Segundo o levantamento do Datafolha feito a pedido do CFM, 96% dos brasileiros avaliam que os profissionais precisam ser aprovados em uma prova antes de atender e, para 92%, a aplicação do exame de proficiência para todos os médicos recém-formados aumentaria a confiança no atendimento. O instituto fez 10.524 entrevistas em todo o Brasil, distribuídas em 254 municípios.

Para o CFM, o levantamento mostra que a organização de uma prova regulamentada é fundamental e urgente. “A criação do exame nacional de proficiência em Medicina terá um impacto direto na qualidade do atendimento médico no país, tendo como objetivo central certificar competências profissionais, éticas, teóricas e clínicas, garantindo mais segurança aos pacientes”, afirma o presidente do conselho, José Hiran da Silva Gallo.

Como funcionará a OAB dos médicos?

A aprovação será necessária para recebimento do registro médico, e o projeto de lei em tramitação prevê que a prova seja aplicada, no mínimo, duas vezes ao ano em todas as unidades da federação. Assim como ocorre com a OAB, quem não fosse aprovado teria direito a tentar novamente, sem limite mínimo de tentativas.

Para alguns grupos de estudantes, porém, a criação do exame e os custos que podem estar envolvidos aumentam os já elevados gastos para a formação em medicina e transforma o curso em algo mais inacessível.

“Quem paga passa. Quem não pode pagar, não passa. Um exame de proficiência servirá para fomentar a mercantilização e os lucros da formação médica. Quem atualmente já não pode pagar por uma residência será ainda mais prejudicado com esse mecanismo predatório”, afirmou o Denem em nota divulgada no fim de agosto.

Gallo afirma que o exame não tem enfoque mercantilista. “O exame não elitiza a profissão, apenas estabelece um padrão mínimo de competência, independente de a formação ter sido em uma instituição pública ou privada. O foco é habilitar o médico para a obtenção do CRM, com possibilidade de reaplicação semestral do exame, reforçando que sua função não é punir, mas garantir qualidade e segurança, assegurando que todos os médicos, independente da origem de sua formação, alcancem o nível de competência exigido para atender a população”, defende.

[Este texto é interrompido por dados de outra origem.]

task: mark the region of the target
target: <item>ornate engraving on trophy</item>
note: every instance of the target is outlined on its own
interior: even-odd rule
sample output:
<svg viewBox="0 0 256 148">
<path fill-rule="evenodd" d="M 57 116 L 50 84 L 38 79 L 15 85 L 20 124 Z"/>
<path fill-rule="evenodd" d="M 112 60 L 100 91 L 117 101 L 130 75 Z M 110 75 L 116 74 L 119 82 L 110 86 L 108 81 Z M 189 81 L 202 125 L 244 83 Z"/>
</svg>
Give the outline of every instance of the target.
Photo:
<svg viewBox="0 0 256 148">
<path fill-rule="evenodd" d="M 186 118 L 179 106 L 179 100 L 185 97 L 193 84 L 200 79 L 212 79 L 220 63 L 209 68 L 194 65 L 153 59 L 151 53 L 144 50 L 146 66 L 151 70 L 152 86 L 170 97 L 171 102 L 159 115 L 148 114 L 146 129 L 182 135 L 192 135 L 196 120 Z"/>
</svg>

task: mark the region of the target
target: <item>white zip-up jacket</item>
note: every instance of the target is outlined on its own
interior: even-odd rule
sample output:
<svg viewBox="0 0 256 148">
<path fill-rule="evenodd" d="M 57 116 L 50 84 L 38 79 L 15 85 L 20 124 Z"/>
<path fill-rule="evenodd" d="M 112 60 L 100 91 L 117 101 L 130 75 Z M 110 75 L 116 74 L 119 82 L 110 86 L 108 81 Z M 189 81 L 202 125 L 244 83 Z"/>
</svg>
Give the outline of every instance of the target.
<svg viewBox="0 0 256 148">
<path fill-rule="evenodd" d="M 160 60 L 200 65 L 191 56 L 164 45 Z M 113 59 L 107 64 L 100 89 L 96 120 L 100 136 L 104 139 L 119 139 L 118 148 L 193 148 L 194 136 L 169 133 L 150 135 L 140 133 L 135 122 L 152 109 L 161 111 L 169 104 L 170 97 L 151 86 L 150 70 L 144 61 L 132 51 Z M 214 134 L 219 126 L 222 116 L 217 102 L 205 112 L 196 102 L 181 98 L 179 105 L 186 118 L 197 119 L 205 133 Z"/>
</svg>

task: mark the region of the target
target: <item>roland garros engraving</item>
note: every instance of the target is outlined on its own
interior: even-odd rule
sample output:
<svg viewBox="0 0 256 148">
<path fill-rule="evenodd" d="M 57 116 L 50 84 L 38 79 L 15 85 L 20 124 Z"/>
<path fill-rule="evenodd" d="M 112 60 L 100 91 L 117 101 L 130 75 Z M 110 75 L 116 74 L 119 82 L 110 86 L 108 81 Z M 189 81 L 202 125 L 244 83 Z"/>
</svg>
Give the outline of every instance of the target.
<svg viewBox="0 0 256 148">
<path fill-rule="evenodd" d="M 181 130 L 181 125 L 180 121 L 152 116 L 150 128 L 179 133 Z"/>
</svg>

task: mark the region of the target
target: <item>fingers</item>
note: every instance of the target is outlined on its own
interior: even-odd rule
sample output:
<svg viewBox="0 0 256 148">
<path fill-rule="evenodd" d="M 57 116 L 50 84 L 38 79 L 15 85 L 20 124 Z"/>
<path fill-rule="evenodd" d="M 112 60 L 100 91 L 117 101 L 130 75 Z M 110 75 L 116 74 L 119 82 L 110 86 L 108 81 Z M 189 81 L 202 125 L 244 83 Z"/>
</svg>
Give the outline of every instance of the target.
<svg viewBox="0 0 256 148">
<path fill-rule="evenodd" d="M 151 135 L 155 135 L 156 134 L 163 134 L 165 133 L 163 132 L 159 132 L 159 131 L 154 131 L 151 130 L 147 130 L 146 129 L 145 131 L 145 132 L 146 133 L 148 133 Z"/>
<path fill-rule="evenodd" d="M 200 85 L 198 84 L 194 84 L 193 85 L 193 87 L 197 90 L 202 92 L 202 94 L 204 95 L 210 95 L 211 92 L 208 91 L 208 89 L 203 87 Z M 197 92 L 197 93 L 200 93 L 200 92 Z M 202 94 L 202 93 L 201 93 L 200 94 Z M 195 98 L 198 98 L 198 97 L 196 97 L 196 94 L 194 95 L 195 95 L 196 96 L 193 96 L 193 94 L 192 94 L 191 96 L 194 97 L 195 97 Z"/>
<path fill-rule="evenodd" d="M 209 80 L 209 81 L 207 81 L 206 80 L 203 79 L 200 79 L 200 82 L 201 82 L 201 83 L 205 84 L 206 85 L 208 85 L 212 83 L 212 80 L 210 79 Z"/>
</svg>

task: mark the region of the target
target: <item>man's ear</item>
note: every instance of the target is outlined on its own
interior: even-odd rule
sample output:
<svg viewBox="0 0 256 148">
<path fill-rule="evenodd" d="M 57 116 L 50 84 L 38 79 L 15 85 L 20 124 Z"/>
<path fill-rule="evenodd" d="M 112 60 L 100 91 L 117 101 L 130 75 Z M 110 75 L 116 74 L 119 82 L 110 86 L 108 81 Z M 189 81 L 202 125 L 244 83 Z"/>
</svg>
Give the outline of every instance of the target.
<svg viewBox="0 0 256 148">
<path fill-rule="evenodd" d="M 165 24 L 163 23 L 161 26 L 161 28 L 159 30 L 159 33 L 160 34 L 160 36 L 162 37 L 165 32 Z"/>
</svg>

Quem já é médico precisará realizar a prova como um recém-formado?

O projeto de lei 2.294/2024 dispensa os profissionais já inscritos no CRM e os estudantes que ingressaram no curso antes da vigência da nova lei. Ou seja, o profissional que já atende e o aluno matriculado antes do PL não precisarão realizar a prova.

Para César Eduardo Fernandes, presidente da Associação Médica Brasileira (AMB), o teste é uma forma de frear a má formação de médicos que se tornou um problema com a expressiva abertura de faculdades no país ao longo da última década.

“Qualidade e competência jamais podem ser presumidos, precisam ser comprovados, não é? É esse o propósito do exame de proficiência, testar competência, habilidades e atitudes. E nós defendemos que seja feito de forma responsável para não punir a população e os egressos de medicina”, destacou Fernandes durante uma audiência pública sobre o tema no dia 27 de agosto.

O projeto para criar uma OAB dos médicos tramita na Comissão de Assuntos Sociais (CAS) do Senado em regime de urgência. Caso seja aprovado nas comissões, ele irá a plenário tanto no Senado como na Câmara dos Deputados e deve passar por sanção presidencial antes de começar a valer.